In Japan, they call it Shinrin-yoku, or forest bathing. In the US, it’s hiking. Either way, spending time walking in nature has many physical and mental benefits which combine to reduce stress. Whether you live near the plains, mountains or desert, getting outside will likely do you good.
The dangers of stress
Stress wreaks all kinds of havoc on the body. It leads to insomnia, depression, digestive difficulties and an increased risk for heart disease. According to Lorenzo Cohen, MD, Anderson Cancer Center’s director of integrative medicine, stress weakens your immune system and can cause cancerous tumors to develop. While some stress-causing factors can’t be controlled, he says, others can. He recommends focusing on yourself and finding time for enjoyable activities.
Hiking as cardio exercise
Cardiovascular exercise has many well-established benefits, including improving heart and mental health, reducing stress and increasing self-esteem. Brisk walking raises the heart rate. For deconditioned people, even walking at an ordinary pace can be a cardio workout. Add in hills, uneven terrain, and the extra weight of a backpack full of provisions, and hiking kicks the cardio work up another notch.
A study on forest walking
A Japanese study published in the 2010 examined the effects of “forest bathing.” Researchers observed the effects of forest and urban walking on a sample of 280 young adults. Among the forest walkers, they found lower blood pressure, pulse rate and concentrations of cortisol, a hormone released during stressful times. The study’s researchers proposed the development of a “forest medicine” research field, to be used as preventative medicine.

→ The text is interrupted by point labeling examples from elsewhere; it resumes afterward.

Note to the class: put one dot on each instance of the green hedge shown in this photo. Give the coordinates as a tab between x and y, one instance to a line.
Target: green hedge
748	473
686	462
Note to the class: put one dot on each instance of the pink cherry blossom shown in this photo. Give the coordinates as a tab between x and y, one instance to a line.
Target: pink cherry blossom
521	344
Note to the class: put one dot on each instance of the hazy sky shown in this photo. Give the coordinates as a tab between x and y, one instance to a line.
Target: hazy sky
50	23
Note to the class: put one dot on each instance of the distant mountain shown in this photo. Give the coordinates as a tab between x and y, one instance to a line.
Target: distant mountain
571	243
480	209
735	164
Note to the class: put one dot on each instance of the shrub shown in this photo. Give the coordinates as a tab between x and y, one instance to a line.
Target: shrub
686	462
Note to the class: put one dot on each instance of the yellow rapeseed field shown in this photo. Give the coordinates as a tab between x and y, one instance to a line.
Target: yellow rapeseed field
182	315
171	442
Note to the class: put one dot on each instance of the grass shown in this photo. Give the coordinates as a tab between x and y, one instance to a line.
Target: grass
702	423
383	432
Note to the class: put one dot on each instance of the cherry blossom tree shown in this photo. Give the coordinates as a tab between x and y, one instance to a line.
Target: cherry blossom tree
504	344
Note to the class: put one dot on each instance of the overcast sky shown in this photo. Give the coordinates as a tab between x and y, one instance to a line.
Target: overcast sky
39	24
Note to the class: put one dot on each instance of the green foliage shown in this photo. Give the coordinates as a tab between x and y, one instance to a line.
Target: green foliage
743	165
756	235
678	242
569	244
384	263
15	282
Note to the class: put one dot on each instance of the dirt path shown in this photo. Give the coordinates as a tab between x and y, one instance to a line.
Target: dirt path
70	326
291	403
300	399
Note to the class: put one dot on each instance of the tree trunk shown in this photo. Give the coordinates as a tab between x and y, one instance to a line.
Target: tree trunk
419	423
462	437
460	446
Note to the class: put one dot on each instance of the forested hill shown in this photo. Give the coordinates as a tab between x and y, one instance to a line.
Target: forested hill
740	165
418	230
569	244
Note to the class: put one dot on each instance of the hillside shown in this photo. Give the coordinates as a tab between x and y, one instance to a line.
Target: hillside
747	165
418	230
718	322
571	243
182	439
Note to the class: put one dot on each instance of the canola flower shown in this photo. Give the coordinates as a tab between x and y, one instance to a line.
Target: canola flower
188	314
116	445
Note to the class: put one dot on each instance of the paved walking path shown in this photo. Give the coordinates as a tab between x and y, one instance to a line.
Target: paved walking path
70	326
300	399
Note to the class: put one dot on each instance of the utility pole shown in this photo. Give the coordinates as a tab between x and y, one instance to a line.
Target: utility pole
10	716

Keep your hike stress-free
In order to make your hike a stress reducer rather than a cause of more anxiety, you need to prepare. Make sure your shoes are comfortable and appropriate to the terrain. If you are new to hiking, be conservative about how far you will be able to go. Leave early in the day, and carry water, snacks, sunscreen, a map, flashlight and whistle. Because carrying a backpack adds extra weight, new hikers should start out slowly, even if you already have a regular walking routine. It’s safest to hike with a buddy. If you are going alone, let somebody know where you will be and arrange to check in when you are safely back home.